Gemeinsam mit foodora eröffnet Billa den ersten Delivery Store des Landes. Die Ansage von Rewe-Chef Haraszti ist dabei fast so bemerkenswert wie das Konzept selbst.
Ein Supermarkt, der keine Kunden mehr empfängt
In der Diefenbachgasse 52 im 15. Wiener Gemeindebezirk hat Billa eine Filiale eröffnet, die von außen wie jede andere aussieht — von innen aber eine andere Logik verfolgt. Keine Kasse, keine Warteschlange, kein Kundenkontakt. Dafür Vollbetrieb bis 22 Uhr. Wie Heute.at berichtet, handelt es sich um Österreichs ersten gemeinsamen Delivery Store von Billa und foodora: Das Lager läuft, während foodora-Mitarbeiter die Bestellungen zusammenstellen und zustellen.
Das Modell ist eine Weiterentwicklung der seit 2024 bestehenden Kooperation der beiden Unternehmen. Billa stellt Sortiment und Infrastruktur, foodora übernimmt Kommissionierung, Technologie und die Zustellung — innerhalb von 60 Minuten, Montag bis Samstag.
Haraszti greift das Ladenöffnungsgesetz an
Rewe-Chef Marcel Haraszti hat die Erweiterung selbst auf LinkedIn angekündigt — und dabei einen deutlichen Seitenhieb mitgeliefert: Man erweitere die Öffnungszeiten „trotz antiquiertem österreichischen Nostalgiegesetz“, schrieb er. Gemeint ist das Ladenschlussgesetz, das stationären Handel im Regelfall auf 21 Uhr begrenzt. Mit dem Delivery-Store-Modell umgeht Billa diese Schranke legal — denn Lieferdienste fallen nicht unter dieselben Regelungen.

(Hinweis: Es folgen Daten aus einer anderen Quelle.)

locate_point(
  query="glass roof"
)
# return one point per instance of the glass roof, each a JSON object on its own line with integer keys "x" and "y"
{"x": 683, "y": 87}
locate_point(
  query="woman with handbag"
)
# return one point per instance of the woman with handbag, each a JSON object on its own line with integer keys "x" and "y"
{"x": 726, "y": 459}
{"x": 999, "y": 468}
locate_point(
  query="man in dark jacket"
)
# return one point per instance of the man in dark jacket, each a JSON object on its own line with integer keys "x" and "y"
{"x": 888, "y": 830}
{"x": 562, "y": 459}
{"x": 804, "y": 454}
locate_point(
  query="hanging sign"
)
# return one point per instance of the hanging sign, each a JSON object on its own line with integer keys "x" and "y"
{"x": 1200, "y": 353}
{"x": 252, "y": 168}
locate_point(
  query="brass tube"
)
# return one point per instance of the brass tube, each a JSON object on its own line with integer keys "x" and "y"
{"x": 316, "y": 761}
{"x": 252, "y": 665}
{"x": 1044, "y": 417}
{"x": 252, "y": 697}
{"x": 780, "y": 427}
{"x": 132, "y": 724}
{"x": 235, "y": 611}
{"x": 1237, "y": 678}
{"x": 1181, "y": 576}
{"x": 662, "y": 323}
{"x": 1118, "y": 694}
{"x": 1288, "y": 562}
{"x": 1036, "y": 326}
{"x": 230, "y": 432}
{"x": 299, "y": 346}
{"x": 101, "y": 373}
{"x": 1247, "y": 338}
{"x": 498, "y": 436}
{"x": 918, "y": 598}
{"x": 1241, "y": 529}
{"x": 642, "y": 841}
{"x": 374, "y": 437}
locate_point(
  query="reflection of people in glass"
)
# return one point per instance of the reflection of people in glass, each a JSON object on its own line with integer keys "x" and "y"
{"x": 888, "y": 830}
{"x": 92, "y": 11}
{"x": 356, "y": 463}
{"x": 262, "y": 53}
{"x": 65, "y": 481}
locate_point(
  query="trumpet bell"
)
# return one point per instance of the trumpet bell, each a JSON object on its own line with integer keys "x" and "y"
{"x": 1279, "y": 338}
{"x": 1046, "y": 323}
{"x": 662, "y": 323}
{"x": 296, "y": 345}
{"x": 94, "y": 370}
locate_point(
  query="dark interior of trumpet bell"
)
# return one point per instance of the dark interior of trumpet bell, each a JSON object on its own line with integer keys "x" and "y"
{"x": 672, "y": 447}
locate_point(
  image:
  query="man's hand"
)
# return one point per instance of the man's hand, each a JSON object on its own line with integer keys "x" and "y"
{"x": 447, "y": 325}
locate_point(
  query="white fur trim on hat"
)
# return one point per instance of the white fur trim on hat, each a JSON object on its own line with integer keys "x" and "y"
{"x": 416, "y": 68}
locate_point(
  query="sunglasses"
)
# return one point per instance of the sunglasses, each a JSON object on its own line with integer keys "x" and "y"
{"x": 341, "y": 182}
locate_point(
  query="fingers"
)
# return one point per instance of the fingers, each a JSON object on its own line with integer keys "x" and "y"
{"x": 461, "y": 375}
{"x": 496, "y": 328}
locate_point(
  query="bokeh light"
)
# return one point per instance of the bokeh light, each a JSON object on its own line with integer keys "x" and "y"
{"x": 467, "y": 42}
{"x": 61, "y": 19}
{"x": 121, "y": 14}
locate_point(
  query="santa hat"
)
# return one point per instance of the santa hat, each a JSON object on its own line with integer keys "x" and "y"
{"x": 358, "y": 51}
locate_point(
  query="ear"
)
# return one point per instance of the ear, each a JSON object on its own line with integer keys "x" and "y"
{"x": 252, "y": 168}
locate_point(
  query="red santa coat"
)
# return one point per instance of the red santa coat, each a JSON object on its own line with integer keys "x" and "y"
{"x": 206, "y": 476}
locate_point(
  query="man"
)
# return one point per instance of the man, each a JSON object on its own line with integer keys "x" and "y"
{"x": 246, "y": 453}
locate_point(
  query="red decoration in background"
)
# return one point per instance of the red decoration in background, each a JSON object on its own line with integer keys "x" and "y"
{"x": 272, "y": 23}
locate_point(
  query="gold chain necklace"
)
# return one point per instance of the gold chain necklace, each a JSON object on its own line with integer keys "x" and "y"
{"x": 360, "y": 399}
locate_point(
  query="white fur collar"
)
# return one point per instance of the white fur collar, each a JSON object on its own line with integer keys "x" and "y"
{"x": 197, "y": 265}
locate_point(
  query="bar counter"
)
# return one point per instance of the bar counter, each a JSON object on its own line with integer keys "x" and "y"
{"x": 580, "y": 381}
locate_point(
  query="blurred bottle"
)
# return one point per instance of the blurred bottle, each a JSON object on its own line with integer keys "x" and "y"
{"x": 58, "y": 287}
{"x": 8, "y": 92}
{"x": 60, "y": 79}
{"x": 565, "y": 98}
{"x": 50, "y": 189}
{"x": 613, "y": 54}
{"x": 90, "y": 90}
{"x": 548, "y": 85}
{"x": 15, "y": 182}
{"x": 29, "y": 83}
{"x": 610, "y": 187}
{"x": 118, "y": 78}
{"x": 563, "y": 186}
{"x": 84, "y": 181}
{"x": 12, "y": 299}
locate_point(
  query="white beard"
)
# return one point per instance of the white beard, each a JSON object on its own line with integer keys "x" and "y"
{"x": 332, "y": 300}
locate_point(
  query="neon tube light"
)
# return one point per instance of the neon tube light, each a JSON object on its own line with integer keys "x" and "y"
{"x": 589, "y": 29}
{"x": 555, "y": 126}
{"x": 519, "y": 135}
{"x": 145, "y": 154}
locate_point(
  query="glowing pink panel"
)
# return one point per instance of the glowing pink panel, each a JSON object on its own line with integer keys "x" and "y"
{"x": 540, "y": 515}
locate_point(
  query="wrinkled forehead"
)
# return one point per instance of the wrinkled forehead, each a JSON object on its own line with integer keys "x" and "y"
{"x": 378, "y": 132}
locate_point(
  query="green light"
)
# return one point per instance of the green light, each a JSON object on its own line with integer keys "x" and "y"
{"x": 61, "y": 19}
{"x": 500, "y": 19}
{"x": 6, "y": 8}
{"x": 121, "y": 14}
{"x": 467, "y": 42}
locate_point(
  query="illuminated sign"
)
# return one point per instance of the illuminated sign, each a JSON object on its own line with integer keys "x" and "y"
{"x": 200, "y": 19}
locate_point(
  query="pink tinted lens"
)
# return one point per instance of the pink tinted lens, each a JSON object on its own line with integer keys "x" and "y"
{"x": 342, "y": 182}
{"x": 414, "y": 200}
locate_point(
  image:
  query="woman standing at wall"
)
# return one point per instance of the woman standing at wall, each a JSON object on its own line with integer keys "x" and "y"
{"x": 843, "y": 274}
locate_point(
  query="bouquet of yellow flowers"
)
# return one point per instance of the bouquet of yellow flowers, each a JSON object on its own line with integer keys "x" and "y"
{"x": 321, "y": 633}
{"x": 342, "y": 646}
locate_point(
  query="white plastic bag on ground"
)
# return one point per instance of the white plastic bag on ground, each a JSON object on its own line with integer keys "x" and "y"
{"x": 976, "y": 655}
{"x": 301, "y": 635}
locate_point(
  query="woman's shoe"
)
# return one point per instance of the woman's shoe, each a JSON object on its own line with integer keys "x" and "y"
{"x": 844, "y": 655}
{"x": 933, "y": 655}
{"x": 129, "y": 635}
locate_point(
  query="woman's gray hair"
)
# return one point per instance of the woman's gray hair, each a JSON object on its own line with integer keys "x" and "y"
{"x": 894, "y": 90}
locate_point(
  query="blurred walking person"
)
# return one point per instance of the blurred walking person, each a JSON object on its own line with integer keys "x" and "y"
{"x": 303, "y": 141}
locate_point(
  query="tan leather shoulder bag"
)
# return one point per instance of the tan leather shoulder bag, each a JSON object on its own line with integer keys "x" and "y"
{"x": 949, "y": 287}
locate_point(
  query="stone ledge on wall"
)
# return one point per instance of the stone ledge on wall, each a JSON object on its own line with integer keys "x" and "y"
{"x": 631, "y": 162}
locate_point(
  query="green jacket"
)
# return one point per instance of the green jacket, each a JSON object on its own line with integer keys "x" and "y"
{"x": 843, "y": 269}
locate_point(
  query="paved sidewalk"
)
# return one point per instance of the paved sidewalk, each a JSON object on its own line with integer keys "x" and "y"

Was das Angebot konkret bringt
Wie die Rewe Group in einer offiziellen Pressemeldung mitteilt, umfasst das Sortiment mehr als 6.000 Produkte — von frischen Backwaren bis zu Haushaltsartikeln, alles zu regulären Billa-Marktpreisen. Die Liefergebühr beträgt laut weekend.at regulär 3,49 Euro, für Abo-Kunden deutlich weniger. Bestellt wird ausschließlich über die foodora-App.
Nicht das gesamte Stadtgebiet ist dabei erreichbar: Wie die Salzburger Nachrichten berichten, können der 21. und 22. Bezirk vorerst nicht beliefert werden, weil die 60-Minuten-Grenze dort nicht einzuhalten ist. Elf Bezirke werden vollständig abgedeckt, weitere teilweise.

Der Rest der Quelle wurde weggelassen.